Offen and Binns rely on the support of parent volunteers for every aspect of their shows—from the set, props and costumes to donating supplies and sewing, cutting, painting, replacing lights, fixing mics and trouble-shooting.
“They find out what the strengths of their volunteers are and then simply empower them to do what they do best,” said volunteer Jeanie Hawkins. “They want nothing less than what is best for our kids, and they draw people to them that want the same thing.”
Hawkins and her husband, Josh, both have experience in construction and were tasked with making it rain without water touching the stage. Offen purchased a confetti machine from Spain (with her own money) that had to be adapted to an American plug and adjusted to cover a wider area of the stage. The machine could spew 10 pounds of confetti, which sparkled like rain in the stage lights.
“The reaction from Bryan (who played Don) and the rest of the cast when we made it rain for the first time on stage was priceless,” said Hawkins.
The cast comprised 96 actors and 24 stage crew members.
“If you think about it in terms of the volume of children we had and all the logistics of the different set pieces, it was quite an undertaking,” said Offen. She and Binns offered a part to every student who auditioned.
There are no participation fees, no compulsory volunteer hours and no ticket fees for West Hills productions. They rely on volunteers and donations from a supportive community.
“We hope they enjoy what they see and that they will be supportive enough to give us something for the following year,” Offen said.
As for the thousands of hours Offen, Binns and Music Director Sherri Anderson dedicated to the show, “Our paycheck is the smiles on their faces and the look in their eyes,” said Offen.
Offen said the production was very popular—every show was sold out—because students are held to a professional standard.
“We treat them like they are capable of doing hard things—which they are,” said Offen. “It's amazing what happens when you tell the kids ‘you can do this.’ They don’t know that they can’t.
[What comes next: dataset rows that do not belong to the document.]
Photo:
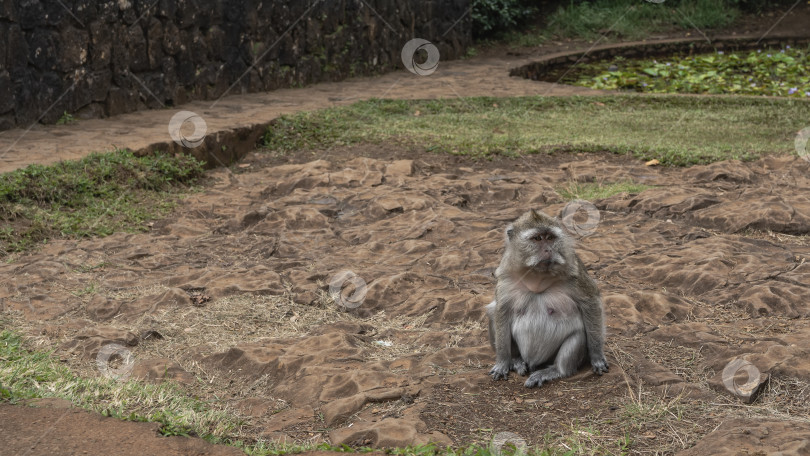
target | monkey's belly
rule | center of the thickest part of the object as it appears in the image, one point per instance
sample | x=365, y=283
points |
x=541, y=329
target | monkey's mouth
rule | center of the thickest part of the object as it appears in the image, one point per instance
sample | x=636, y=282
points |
x=542, y=265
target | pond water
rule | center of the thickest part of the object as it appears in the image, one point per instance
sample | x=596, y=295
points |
x=777, y=72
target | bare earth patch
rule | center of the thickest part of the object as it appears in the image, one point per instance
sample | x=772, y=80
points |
x=230, y=295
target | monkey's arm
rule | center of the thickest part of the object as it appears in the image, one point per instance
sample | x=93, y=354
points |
x=503, y=340
x=594, y=321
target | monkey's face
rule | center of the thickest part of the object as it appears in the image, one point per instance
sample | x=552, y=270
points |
x=538, y=247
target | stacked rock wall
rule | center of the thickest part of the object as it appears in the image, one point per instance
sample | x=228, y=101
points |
x=95, y=58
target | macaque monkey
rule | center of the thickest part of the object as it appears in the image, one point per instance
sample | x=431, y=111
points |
x=547, y=316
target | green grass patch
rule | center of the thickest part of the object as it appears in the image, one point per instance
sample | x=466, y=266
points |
x=591, y=191
x=676, y=130
x=28, y=374
x=626, y=19
x=781, y=72
x=94, y=196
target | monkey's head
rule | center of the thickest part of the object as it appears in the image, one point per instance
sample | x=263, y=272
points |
x=539, y=242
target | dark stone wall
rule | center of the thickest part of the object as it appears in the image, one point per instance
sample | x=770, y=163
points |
x=106, y=57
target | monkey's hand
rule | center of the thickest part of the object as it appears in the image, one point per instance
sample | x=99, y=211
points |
x=500, y=371
x=599, y=364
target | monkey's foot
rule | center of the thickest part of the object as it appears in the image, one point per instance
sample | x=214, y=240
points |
x=520, y=366
x=600, y=365
x=500, y=371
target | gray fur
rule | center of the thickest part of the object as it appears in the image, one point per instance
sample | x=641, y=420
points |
x=547, y=309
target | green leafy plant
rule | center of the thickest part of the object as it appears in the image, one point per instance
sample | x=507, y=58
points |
x=66, y=119
x=784, y=72
x=490, y=16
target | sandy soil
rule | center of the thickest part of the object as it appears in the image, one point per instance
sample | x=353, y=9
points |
x=230, y=295
x=707, y=266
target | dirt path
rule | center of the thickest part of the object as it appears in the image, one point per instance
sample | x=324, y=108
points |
x=708, y=266
x=699, y=271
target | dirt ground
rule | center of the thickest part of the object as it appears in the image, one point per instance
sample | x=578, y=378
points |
x=706, y=266
x=231, y=296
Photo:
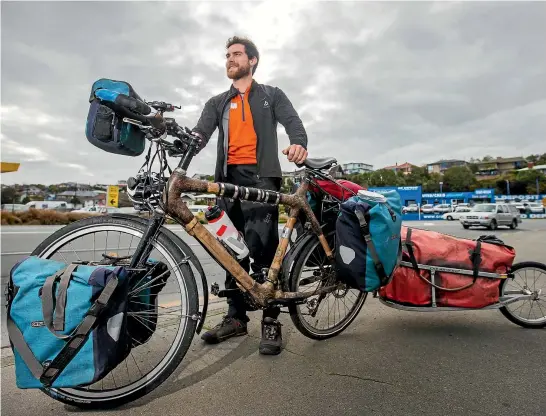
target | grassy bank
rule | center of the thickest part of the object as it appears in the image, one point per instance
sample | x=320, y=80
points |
x=40, y=217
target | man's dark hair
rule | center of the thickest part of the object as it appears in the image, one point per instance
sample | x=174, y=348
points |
x=250, y=48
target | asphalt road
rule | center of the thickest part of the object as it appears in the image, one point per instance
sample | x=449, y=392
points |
x=388, y=362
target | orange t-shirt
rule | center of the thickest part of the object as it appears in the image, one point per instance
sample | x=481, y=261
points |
x=242, y=137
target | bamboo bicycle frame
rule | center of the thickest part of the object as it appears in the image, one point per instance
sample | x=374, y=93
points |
x=266, y=293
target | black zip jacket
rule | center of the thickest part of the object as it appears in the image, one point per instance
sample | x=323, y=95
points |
x=269, y=106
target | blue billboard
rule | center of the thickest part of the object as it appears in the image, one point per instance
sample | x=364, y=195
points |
x=410, y=196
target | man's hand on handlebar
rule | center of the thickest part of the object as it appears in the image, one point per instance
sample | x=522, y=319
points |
x=295, y=153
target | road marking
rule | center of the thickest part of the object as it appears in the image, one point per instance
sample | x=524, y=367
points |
x=27, y=232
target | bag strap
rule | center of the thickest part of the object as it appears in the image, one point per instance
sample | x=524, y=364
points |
x=71, y=348
x=18, y=341
x=474, y=256
x=48, y=294
x=409, y=246
x=365, y=229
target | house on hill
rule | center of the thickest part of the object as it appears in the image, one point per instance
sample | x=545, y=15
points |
x=496, y=167
x=405, y=168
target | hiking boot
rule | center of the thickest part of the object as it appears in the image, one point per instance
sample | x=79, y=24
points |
x=271, y=337
x=229, y=327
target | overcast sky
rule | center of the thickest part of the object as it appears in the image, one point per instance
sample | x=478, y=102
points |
x=379, y=83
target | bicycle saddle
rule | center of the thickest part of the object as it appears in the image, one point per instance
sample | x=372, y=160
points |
x=319, y=163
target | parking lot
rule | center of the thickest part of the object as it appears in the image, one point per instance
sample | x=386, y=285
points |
x=388, y=362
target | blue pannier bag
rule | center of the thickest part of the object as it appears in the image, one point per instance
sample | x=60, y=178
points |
x=368, y=239
x=105, y=127
x=67, y=323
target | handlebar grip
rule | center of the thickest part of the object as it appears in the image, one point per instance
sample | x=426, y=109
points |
x=132, y=104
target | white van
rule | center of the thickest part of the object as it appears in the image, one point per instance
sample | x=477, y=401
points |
x=55, y=205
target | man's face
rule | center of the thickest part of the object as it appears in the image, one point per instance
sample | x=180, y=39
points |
x=237, y=62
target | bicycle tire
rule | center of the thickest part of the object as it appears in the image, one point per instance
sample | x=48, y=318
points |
x=185, y=340
x=299, y=262
x=506, y=312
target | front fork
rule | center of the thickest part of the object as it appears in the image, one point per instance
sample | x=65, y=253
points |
x=144, y=247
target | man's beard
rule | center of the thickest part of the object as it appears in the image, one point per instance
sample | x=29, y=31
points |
x=241, y=72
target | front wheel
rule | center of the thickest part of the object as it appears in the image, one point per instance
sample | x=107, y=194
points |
x=151, y=360
x=321, y=316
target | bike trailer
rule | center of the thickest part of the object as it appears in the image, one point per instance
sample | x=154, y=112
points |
x=446, y=271
x=67, y=323
x=105, y=127
x=368, y=239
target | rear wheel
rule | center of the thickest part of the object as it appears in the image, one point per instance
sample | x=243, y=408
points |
x=529, y=279
x=321, y=316
x=148, y=364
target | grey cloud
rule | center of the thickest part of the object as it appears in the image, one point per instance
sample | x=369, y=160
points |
x=377, y=82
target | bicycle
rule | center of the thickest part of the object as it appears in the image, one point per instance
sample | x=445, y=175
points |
x=160, y=196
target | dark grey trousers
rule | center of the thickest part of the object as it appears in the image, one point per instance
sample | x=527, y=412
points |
x=259, y=225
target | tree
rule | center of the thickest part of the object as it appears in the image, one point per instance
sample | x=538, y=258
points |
x=458, y=179
x=432, y=182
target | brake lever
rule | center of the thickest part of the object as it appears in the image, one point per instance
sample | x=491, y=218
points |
x=136, y=123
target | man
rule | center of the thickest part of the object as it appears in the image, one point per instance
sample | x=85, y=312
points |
x=247, y=116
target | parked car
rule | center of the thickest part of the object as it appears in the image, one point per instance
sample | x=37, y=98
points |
x=14, y=207
x=427, y=209
x=491, y=216
x=442, y=208
x=534, y=208
x=410, y=208
x=455, y=215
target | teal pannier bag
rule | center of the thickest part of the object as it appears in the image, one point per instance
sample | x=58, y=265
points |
x=369, y=246
x=67, y=323
x=105, y=127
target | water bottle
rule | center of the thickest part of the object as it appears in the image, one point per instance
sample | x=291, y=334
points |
x=223, y=229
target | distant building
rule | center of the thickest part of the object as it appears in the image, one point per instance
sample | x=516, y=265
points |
x=498, y=166
x=88, y=198
x=540, y=168
x=442, y=165
x=405, y=168
x=356, y=167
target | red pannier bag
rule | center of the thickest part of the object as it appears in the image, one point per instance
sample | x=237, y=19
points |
x=437, y=249
x=337, y=191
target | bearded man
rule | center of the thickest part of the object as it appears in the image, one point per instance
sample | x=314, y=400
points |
x=247, y=155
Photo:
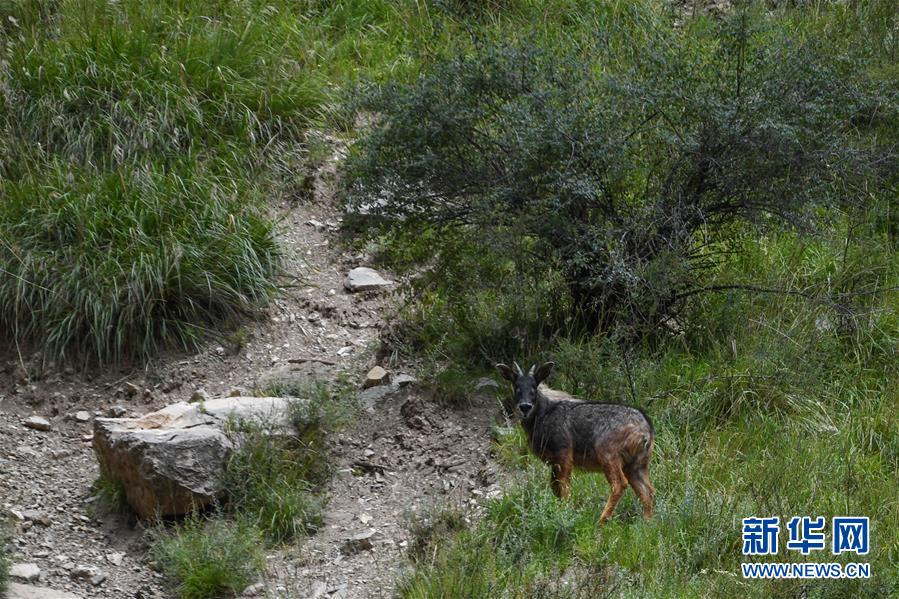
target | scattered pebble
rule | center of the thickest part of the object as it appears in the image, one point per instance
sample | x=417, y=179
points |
x=37, y=423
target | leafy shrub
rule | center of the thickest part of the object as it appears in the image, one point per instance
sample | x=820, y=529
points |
x=627, y=176
x=209, y=558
They just trust us and they work hard.”
Binns held a summer workshop to train a few students to tap dance for the show. Thirty-two students signed up and all gained such proficiency; they were choreographed into big musical numbers with highly technical moves.
“I don’t think the audience expected it to be that many kids being able to do it,” said Offen. “They could tap everything [Binns] could throw at them.”
Offen said Binns has a gift working with teens.
“She can pull out of them all these skills and abilities that they didn't know they had—she’s phenomenal,” she said.
Parent Renae Dyatt said students rise to the occasion when they are given a chance to share their talents.
“When you take an interest in the kids and help them know of their worth, they’ll just shine,” Dyatt said. “The plays have helped many kids—including my daughter—come out of their shell.”
Binns said being involved in a theatrical production is beneficial for students, especially during their difficult teen years.
“They find their place, they find their confidence, they find their voice, they find their friends, they find a family—they find it on our stage,” said Binns.
She believes theater provides students a place to shine outside of academics and athletics.
“It’s unique to musical theater—everybody walks away a winner,” said Binns. “The kids know they are part of something magical, and they’re super proud of themselves—as they should be.”